Hint: In order to solve this problem we need to start with factoring with the smallest prime number to get all the factors. Doing this will solve your problem and will give you the right answer.


Complete step-by-step solution:
Factor means a number or algebraic expression that divides another number or expression evenly that is with no remainder or the remainder as zero.
Now in the given question, we have to find all possible factors of 45, 30, and 36.

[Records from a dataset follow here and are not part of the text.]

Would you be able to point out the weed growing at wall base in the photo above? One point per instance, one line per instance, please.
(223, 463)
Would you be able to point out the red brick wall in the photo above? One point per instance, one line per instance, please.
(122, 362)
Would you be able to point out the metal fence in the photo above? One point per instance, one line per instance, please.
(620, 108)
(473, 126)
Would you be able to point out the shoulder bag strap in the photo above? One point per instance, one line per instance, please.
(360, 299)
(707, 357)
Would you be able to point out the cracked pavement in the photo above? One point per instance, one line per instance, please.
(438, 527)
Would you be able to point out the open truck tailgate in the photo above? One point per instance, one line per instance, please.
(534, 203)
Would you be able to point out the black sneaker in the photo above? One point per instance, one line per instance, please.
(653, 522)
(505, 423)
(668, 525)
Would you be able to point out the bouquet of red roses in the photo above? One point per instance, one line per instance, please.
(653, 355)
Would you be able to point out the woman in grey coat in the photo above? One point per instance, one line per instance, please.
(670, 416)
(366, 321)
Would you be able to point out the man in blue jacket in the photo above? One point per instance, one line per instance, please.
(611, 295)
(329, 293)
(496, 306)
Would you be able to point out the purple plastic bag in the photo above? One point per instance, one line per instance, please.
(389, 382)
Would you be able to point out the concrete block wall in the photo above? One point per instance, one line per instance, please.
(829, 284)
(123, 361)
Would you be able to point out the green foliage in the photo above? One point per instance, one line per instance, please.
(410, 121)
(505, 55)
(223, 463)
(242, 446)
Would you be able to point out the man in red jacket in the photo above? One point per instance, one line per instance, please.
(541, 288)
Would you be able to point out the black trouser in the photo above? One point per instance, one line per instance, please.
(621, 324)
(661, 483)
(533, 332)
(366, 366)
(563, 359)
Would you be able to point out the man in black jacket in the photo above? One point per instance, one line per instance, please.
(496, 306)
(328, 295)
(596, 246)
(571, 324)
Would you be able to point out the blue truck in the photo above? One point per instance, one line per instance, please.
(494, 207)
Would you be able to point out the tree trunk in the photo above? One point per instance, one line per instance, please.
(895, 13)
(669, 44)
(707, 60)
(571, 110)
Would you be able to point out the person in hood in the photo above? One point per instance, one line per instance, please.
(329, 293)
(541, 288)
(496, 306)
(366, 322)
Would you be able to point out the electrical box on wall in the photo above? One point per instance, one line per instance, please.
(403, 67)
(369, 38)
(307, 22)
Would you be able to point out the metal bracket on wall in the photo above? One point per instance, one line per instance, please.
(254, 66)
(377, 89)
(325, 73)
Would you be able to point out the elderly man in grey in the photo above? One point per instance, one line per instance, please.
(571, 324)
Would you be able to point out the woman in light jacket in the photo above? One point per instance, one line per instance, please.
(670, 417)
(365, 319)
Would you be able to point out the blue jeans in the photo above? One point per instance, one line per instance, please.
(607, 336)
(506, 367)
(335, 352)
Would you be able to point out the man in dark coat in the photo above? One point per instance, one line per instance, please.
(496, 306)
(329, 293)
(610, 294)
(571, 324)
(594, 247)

Certain things you need to know to find the factor of any number. That is you need to know that all the numbers are the factors of 1 and the number itself, the number of factors of the number must not be greater than the number which is to be factorized.
The first number is 45.
So, the numbers which can divide 45 without leaving the remainder as natural numbers are $1, 3, 5, 9, 15, 45.$
So, there are 6 factors of 45.
The second number is 30.
So, the numbers which can divide 30 without leaving the remainder as natural numbers are $1, 2, 3, 5, 6, 10, 15, 30.$
So, there are 7 factors of $30$.
The last number is 36.
So, the numbers which can divide 36 without leaving the remainder as natural numbers are $1, 2, 3, 4, 6, 9, 12, 18, 36.$
So, there are 9 factors of $36$.

Note: In such a type of question finding the factor of a number first starts with a prime number less than that number and then divides the number with that prime number to find the other factor. The one and the only method to check whether the number is a factor of the number or not we have to divide the number and check it to find all the factors one by one sequentially and then we also need to know that the number of factors of the number must not be greater than the number which is to be factorized and any factor must not be greater than the number to be factorized. Doing this will take you to the right answers.